Eles estavam começando a escrever isso em suas lousas quando o Coelho Branco interrompeu: “Desimportante é o que Vossa Majestade quer dizer, é claro”, disse em tom muito respeitoso, embora franzindo as sobrancelhas e fazendo caretas enquanto falava. “Desimportante, é claro, é o que eu queria dizer,” corrigiu-se apressadamente o Rei, e continuou, a meia voz, falando para si mesmo: “importante... desimportante... desimportante... importante...” como se estivesse provando qual palavra soava melhor. Alguns dos jurados escreveram “importante”, outros “desimportante”. Alice pôde observar isso porque estava perto o bastante para ver por cima das lousas; “mas não faz a menor diferença”, pensou. 
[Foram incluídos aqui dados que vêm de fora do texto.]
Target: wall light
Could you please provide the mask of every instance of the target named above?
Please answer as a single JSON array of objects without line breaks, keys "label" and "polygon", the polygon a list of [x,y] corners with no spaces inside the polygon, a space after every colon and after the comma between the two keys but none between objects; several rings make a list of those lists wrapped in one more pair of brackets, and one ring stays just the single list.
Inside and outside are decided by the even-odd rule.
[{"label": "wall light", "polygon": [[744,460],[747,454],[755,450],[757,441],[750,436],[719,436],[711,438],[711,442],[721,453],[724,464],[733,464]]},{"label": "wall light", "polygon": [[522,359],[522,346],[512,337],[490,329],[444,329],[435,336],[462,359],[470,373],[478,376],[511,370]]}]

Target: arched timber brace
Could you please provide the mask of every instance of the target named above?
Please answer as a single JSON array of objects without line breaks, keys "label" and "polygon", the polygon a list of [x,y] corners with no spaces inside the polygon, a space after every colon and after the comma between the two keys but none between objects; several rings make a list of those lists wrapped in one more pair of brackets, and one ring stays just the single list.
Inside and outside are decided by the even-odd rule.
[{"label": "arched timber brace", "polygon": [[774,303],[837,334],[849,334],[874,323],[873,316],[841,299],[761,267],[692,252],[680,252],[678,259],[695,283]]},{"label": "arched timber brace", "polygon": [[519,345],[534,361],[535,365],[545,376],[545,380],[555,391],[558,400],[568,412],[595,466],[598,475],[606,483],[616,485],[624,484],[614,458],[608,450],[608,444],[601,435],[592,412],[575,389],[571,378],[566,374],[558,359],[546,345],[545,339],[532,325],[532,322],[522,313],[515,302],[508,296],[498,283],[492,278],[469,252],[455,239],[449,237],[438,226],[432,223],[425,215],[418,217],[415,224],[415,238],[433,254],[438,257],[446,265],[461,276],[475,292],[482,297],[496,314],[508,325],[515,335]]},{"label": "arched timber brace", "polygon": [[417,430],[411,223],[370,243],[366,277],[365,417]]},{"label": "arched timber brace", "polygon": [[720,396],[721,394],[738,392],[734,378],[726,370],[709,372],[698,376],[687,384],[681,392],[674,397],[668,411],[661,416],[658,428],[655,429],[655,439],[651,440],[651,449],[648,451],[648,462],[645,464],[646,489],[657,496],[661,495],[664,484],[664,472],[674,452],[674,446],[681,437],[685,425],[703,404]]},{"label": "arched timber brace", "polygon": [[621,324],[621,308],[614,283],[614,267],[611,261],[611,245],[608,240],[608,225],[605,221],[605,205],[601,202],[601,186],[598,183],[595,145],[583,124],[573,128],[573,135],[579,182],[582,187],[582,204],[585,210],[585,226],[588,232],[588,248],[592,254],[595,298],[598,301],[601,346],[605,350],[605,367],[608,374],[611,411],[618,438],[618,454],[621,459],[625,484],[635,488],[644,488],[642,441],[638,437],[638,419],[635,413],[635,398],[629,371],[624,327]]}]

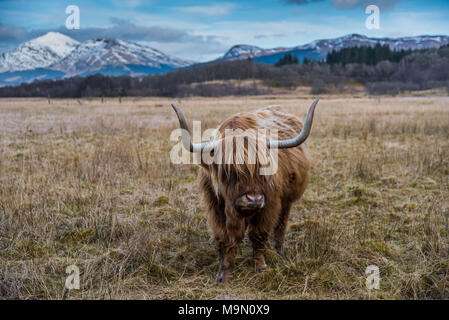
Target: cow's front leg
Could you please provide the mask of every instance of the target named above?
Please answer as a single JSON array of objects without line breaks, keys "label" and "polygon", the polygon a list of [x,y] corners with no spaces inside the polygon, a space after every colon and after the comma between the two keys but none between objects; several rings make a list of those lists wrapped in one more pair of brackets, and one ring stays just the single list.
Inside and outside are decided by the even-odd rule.
[{"label": "cow's front leg", "polygon": [[262,272],[267,268],[267,264],[265,263],[265,250],[268,242],[268,232],[250,226],[248,236],[253,245],[253,259],[256,272]]},{"label": "cow's front leg", "polygon": [[246,224],[243,219],[227,215],[226,241],[219,243],[218,246],[220,267],[216,278],[217,283],[226,283],[232,280],[235,250],[245,236],[245,229]]}]

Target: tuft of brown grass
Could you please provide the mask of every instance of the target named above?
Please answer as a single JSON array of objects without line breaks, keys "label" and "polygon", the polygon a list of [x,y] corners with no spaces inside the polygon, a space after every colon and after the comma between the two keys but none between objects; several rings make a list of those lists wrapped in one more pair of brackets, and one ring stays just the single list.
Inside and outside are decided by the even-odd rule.
[{"label": "tuft of brown grass", "polygon": [[[204,130],[270,104],[303,116],[310,101],[176,103]],[[169,159],[171,102],[0,100],[0,298],[449,298],[449,98],[324,97],[285,255],[270,250],[255,274],[245,239],[227,285],[214,282],[197,168]],[[72,264],[81,288],[65,293]]]}]

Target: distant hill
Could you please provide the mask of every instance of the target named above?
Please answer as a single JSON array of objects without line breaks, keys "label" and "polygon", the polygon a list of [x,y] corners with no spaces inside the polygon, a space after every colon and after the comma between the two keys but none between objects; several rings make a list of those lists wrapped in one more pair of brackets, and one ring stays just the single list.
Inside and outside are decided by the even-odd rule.
[{"label": "distant hill", "polygon": [[[214,61],[243,60],[274,65],[285,54],[300,62],[321,61],[333,50],[357,46],[388,45],[391,50],[439,48],[449,44],[449,36],[416,36],[402,38],[369,38],[349,34],[334,39],[316,40],[295,47],[264,49],[240,44],[230,48]],[[211,62],[214,62],[211,61]],[[201,63],[200,65],[207,64]],[[27,41],[0,56],[0,86],[52,80],[73,76],[142,76],[163,74],[195,65],[141,44],[119,39],[96,39],[82,43],[61,33],[49,32]],[[198,64],[196,64],[198,65]]]},{"label": "distant hill", "polygon": [[229,49],[218,60],[248,59],[266,64],[275,64],[281,57],[289,53],[298,57],[320,61],[332,50],[343,48],[375,46],[377,43],[388,45],[391,50],[418,50],[439,48],[449,44],[449,36],[416,36],[403,38],[369,38],[360,34],[349,34],[334,39],[315,40],[311,43],[290,48],[263,49],[256,46],[240,44]]},{"label": "distant hill", "polygon": [[79,43],[49,32],[0,56],[0,86],[92,74],[149,75],[191,64],[129,41],[97,39]]}]

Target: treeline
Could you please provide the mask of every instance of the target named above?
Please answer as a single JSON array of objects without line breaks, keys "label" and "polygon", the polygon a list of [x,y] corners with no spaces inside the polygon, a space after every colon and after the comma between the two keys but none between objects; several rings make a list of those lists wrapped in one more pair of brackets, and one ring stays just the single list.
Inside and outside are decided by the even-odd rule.
[{"label": "treeline", "polygon": [[[246,81],[245,85],[240,81]],[[255,81],[260,80],[260,81]],[[258,83],[262,82],[263,86]],[[312,62],[279,67],[248,60],[221,61],[145,77],[94,75],[59,81],[38,81],[0,88],[0,97],[119,97],[257,95],[270,88],[311,86],[312,93],[334,92],[349,83],[364,85],[371,94],[447,87],[449,46],[415,51],[399,61],[369,63]]]},{"label": "treeline", "polygon": [[412,50],[393,51],[390,47],[377,43],[374,47],[343,48],[339,51],[332,50],[327,54],[326,62],[330,65],[348,63],[361,63],[374,66],[381,61],[399,62]]},{"label": "treeline", "polygon": [[297,56],[287,53],[275,63],[275,67],[285,66],[286,64],[298,64],[299,59]]}]

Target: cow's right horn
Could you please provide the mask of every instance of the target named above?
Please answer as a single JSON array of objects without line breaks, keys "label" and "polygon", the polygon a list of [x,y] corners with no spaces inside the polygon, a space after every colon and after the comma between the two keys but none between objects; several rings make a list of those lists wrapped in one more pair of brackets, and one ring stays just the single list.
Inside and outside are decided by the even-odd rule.
[{"label": "cow's right horn", "polygon": [[287,149],[299,146],[301,143],[306,141],[312,129],[313,113],[315,112],[315,107],[320,99],[315,99],[312,105],[307,111],[306,120],[304,120],[304,125],[301,132],[294,138],[287,140],[267,140],[268,148],[273,149]]},{"label": "cow's right horn", "polygon": [[186,117],[184,117],[184,114],[182,113],[181,109],[179,109],[177,106],[175,106],[174,104],[172,104],[171,106],[173,107],[173,110],[175,110],[176,115],[178,116],[179,126],[182,129],[182,144],[184,148],[194,153],[200,153],[204,149],[212,151],[212,149],[214,148],[212,142],[192,143],[192,140],[190,138],[190,129],[189,125],[187,124]]}]

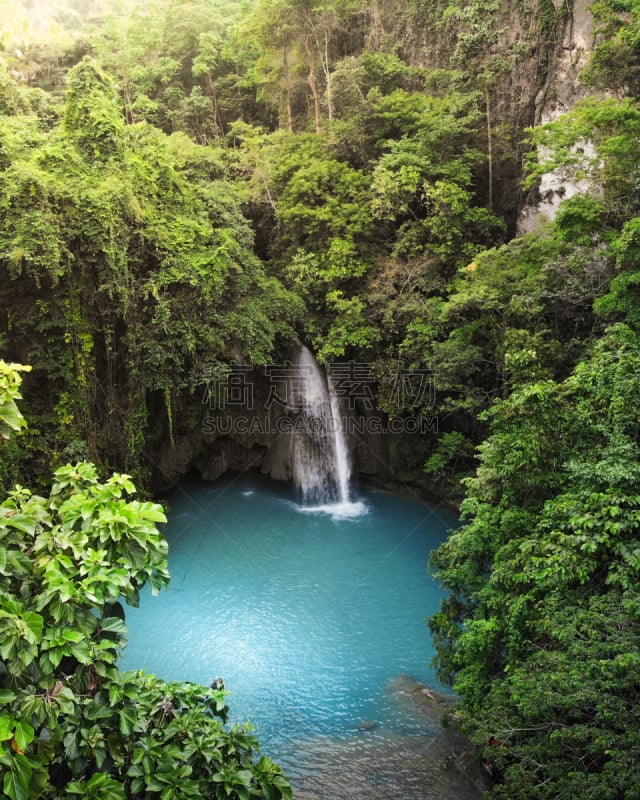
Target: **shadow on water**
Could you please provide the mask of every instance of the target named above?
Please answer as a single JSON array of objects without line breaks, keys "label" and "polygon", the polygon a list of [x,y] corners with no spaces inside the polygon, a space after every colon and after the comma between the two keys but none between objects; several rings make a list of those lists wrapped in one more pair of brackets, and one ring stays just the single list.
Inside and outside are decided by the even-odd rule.
[{"label": "shadow on water", "polygon": [[222,676],[230,721],[251,720],[296,800],[477,800],[482,770],[440,726],[425,623],[443,597],[428,555],[457,520],[384,492],[349,506],[302,510],[255,476],[185,483],[170,497],[171,585],[127,610],[120,666]]}]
Neste momento o Rei, que estivera ocupado por algum tempo escrevendo em
seu caderno de notas, gritou: “Silêncio!” e leu: “Artigo Quarenta e Dois: Todas as pessoas com mais de um quilômetro e meio de altura devem deixar o tribunal.” Todo mundo olhou para Alice. “Eu não tenho mais de um quilômetro e meio de altura”, disse ela. “Tem, sim”, disse o Rei. “Tem quase três quilômetros”, acrescentou a Rainha. “Bem, mas não irei de jeito nenhum”, disse Alice; “além do mais, este artigo não é legal: você acabou de inventálo.”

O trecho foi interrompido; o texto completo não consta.